Il dipendente pubblico ogni fine mese riceve lo stipendio dall’Amministrazione per la quale lavora. Ciò gli consente di vivere. Per incrementare la qualità della propria vita e della famiglia ha la possibilità di lavorare anche in proprio. In questo caso, cioè quando lavora in proprio per i clienti privati, per le proprie prestazioni può applicare tariffe notevolmente più basse rispetto ai liberi professionisti, attendere anche molto tempo per la riscossione del credito, creando di fatto una distorsione del mercato e concorrenza sleale nei confronti di chi non è un pubblico impiegato e vive solo ed esclusivamente grazie alle proprie parcelle professionali. Inoltre, potendo contare su uno stipendio fisso erogato dalla Pubblica Amministrazione può effettuare investimenti per l’acquisto di beni strumentali o di immobili da adibire ad abitazione o studio professionale, confidando anche su finanziamenti bancari. Attualmente gli istituti bancari sono molto restii a concedere mutui o prestiti ai liberi professionisti i quali non hanno certezze nell’incassare le proprie parcelle professionali. A ciò si aggiunge l’enorme difficoltà ad esigere i propri compensi maturati sia nei confronti delle Pubbliche Amministrazione per gli sforamenti delle stesse al Patto di Stabilità che dai privati per il vergognoso sistema giudiziario italiano che impedisce la rapida riscossione dei crediti maturati.

La precarietà del reddito del libero professionista non consente nemmeno una costante ed adeguata formazione professionale, necessaria per l’evoluzione della tecnica e per le novità legislative introdotte. Tra l’altro ogni anno il legislatore italiano provvede a introdurre novità sulla materia inerente le professioni tecniche. Basti pensare che l’attuale legislazione relativa ai lavori pubblici (D. Lgs. 12/04/2006 n. 163 c.d. codice dei contratti pubblici relativi a lavori, servizi e forniture), alla data attuale è stato modificato ben 56 volte!

La violazione della concorrenza, inoltre, non consente una completa iniziativa economica privata e libera (art. 41 della Costituzione), crea disparità tra cittadini consentendo di fatto ad una categoria di lavorare, investire, creare ricchezza sia personale che in generale e ad un’altra è impedito di fatto il raggiungimento dello stesso scopo perché mutilata in partenza dalle normative vigenti.

Inoltre, l’art. 3 della Costituzione, comma 2, recita che è compito della Repubblica rimuovere gli ostacoli di ordine economico e sociale che limitano l’uguaglianza dei cittadini, che impediscono il pieno sviluppo della persona umana e l’effettiva partecipazione di tutti i lavoratori all’organizzazione politica, economica e sociale.
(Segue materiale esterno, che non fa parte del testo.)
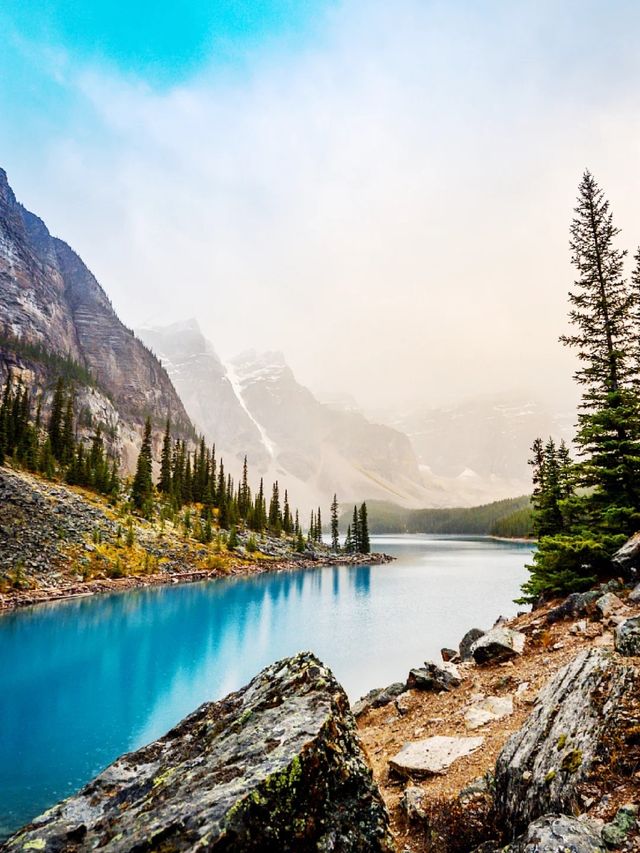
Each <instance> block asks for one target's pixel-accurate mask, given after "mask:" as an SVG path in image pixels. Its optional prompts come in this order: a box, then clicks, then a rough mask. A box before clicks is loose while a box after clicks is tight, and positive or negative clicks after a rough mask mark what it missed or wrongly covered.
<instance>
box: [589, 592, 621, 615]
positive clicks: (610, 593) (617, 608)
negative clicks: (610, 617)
mask: <svg viewBox="0 0 640 853" xmlns="http://www.w3.org/2000/svg"><path fill="white" fill-rule="evenodd" d="M595 607H596V612H597V613H598V615H599V616H600V617H601V618H602V619H609V617H610V616H613V614H614V613H624V611H625V610H626V609H627V608H626V606H625V604H624V602H623V601H622V600H621V599H620V598H618V596H617V595H616V594H615V593H613V592H605V594H604V595H602V596H600V598H599V599H598V600H597V601H596V605H595Z"/></svg>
Se da un lato il dettato costituzionale incoraggia lo svolgimento autonomo del lavoro e quindi anche quello degli architetti ed ingegneri liberi professionisti, dall’altro vi è una normativa che aggira diversi articoli della Costituzione Italiana che favorisce solo ed esclusivamente i dipendenti delle Pubbliche Amministrazioni che vengono autorizzati a lavorare anche in proprio.

Fino ad oggi la discussione sull’art. 98 della Costituzione ha riguardato i rapporti della Pubblica Amministrazione con il proprio dipendente che svolge anche la libera professione; l’indipendenza dello stesso nei confronti del potere politico; la possibilità di arricchire la conoscenza degli studenti che hanno un docente che svolge anche la libera professione. Quest ultimo punto in Italia non è mai stato verificato con dati alla mano, vero è che le facoltà di ingegneria e architettura italiane non primeggiano nelle graduatorie internazionali che riguardano la formazione universitaria. Alcuni docenti universitari sembrano essere più propensi a sfruttare la qualifica di professore universitario per procurarsi lavori come liberi professionisti che di dedicarsi all’insegnamento o alla ricerca.
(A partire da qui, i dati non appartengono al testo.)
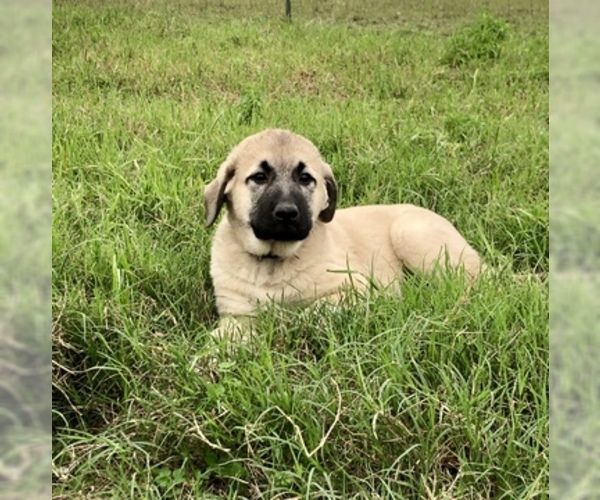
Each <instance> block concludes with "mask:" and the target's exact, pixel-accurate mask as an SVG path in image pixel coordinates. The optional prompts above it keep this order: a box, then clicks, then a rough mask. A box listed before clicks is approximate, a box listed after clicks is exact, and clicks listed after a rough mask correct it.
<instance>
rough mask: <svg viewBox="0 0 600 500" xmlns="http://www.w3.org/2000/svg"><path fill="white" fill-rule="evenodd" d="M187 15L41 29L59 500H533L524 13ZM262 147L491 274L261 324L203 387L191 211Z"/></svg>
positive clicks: (537, 337) (206, 269)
L’eventuale ripristino dei minimi tariffari di certo non eliminerebbe i problemi sopra evidenziati.
E l’antitrust che fa? Dorme….! Un organismo dove lavora gente incapace, assunta grazie al politicante di turno certamente non muove un dito, seppure abbia ricevuto più di una segnalazione…

A noi liberi professionisti non resta che sperare in un miracolo!